Cook County


One’s tolerance for Cook County, a
dysfunctional family melodrama set amid the chaos of a family home/meth lab in East Texas, is proportional to one’s capacity to discover fresh revelations in monotonous scenes of tweaked-out, barking, back-and-forth confrontation. Teenaged Abe (Ryan Donowho) attempts to protect six-year-old Deandra (Makenna Fitzsimmons) from her father, Abe’s Uncle “Bump” (Anson Mount). Abe finds an ally when his father, Bump’s older brother, Sonny (Xander Berkeley), comes home from prison, now cleaned up and following a mysterious agenda of his own.
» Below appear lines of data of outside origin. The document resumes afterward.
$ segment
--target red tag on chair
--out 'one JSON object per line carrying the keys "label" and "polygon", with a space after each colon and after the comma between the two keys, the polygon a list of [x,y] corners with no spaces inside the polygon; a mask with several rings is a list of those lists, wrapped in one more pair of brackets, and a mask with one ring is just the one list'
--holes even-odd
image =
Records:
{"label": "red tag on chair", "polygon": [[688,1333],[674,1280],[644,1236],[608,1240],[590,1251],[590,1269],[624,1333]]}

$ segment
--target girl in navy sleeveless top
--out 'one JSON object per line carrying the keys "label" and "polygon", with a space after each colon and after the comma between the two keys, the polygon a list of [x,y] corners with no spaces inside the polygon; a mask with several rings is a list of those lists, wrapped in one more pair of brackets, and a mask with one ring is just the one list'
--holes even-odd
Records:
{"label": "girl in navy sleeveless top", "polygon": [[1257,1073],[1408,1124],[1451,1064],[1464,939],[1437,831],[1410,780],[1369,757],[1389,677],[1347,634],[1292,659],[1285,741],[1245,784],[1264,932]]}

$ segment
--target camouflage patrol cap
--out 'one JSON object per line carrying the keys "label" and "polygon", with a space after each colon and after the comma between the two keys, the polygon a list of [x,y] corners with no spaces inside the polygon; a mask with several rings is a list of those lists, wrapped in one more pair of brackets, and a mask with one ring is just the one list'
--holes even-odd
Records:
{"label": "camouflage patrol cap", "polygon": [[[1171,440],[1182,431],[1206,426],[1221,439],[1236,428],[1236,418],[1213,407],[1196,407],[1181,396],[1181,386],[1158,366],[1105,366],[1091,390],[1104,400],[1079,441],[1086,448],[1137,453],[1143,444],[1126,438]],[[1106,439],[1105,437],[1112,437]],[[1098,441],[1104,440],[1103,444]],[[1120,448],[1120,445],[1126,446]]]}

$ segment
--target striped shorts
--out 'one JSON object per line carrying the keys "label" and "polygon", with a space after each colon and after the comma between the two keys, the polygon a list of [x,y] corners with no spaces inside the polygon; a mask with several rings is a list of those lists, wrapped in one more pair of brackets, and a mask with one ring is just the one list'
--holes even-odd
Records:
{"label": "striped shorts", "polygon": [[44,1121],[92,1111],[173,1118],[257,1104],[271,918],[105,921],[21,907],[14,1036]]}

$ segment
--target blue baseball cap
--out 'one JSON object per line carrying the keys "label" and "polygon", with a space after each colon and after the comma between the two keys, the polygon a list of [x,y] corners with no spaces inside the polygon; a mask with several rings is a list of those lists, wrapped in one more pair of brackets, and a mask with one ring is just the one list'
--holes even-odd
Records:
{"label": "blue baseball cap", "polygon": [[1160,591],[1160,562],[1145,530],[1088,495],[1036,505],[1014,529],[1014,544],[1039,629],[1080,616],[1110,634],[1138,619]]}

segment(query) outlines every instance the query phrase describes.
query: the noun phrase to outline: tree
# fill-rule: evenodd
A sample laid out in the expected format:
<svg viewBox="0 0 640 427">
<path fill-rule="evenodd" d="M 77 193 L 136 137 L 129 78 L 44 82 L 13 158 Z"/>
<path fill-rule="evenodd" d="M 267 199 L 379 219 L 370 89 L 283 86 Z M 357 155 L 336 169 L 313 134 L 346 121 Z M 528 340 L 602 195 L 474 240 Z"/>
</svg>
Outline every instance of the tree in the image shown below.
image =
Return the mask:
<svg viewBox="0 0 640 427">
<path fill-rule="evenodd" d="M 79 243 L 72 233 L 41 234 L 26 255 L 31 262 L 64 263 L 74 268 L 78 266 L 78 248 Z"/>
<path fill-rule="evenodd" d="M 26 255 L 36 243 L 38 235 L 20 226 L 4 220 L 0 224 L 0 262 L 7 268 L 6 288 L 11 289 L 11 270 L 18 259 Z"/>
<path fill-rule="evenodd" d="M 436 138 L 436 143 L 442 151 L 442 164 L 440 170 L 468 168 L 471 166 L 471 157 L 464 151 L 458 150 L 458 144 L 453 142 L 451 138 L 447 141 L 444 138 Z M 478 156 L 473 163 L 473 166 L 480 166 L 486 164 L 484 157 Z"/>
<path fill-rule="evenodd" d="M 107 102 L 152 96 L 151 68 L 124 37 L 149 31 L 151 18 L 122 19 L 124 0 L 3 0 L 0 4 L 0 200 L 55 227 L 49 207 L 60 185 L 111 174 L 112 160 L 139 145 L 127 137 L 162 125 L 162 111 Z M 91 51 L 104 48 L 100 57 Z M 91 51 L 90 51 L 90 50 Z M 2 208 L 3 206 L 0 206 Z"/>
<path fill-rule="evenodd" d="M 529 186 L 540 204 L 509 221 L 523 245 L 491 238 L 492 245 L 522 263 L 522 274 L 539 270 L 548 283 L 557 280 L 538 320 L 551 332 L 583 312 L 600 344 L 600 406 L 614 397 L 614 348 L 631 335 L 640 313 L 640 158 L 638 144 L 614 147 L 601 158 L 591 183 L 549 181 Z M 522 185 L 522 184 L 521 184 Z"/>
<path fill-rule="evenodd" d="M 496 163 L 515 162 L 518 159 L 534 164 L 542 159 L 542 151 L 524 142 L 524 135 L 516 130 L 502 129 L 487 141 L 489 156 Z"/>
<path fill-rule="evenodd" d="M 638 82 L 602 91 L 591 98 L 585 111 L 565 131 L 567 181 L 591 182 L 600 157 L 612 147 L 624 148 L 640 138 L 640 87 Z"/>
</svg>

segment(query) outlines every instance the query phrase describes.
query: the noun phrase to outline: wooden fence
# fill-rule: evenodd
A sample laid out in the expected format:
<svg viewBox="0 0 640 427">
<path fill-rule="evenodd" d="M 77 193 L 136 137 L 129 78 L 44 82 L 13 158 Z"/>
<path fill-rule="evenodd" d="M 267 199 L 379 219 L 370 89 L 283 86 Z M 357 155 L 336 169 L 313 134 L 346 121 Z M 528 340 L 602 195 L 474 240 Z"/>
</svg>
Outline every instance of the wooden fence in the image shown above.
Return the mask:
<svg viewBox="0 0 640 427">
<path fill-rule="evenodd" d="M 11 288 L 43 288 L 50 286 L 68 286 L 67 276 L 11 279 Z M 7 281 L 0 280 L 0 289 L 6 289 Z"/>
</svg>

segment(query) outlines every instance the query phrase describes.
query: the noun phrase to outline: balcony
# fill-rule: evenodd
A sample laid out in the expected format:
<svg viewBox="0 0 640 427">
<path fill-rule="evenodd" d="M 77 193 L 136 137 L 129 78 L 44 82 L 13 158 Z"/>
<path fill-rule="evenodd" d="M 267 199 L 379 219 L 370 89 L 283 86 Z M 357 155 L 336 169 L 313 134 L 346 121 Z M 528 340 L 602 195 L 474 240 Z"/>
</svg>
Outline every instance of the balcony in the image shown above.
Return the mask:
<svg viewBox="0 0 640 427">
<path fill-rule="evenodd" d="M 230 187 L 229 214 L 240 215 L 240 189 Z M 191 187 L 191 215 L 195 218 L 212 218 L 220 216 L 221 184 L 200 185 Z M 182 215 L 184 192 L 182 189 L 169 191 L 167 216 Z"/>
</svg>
The family’s ostensible patriarch, Pee Paw (Tommy Townsend), is absent, slumping catatonically around the house as Bump threatens to introduce his daughter to the pipe and worse—the clannish Southern family has much disintegrated since the days of Texas Chainsaw Massacre. Cook County begins with Bump delivering a monologue, between hits, to a strung-out skank, his verbal run changing pace from megalomania to boyish bullying to a Manson-like charisma. Bump’s character is completely mutable according to the itch and scratch of his addiction, and Mount makes the high stakes of this crapshoot personality vivid. The performance is a malevolently glowing ember at the film’s center, dampened everywhere by the other merely adequate ones, uninvolving stock situations, and sloppy conception. Rather than viewing moral chaos from the eye of a storm, director David Pomes watches his movie blow off into the storm itself.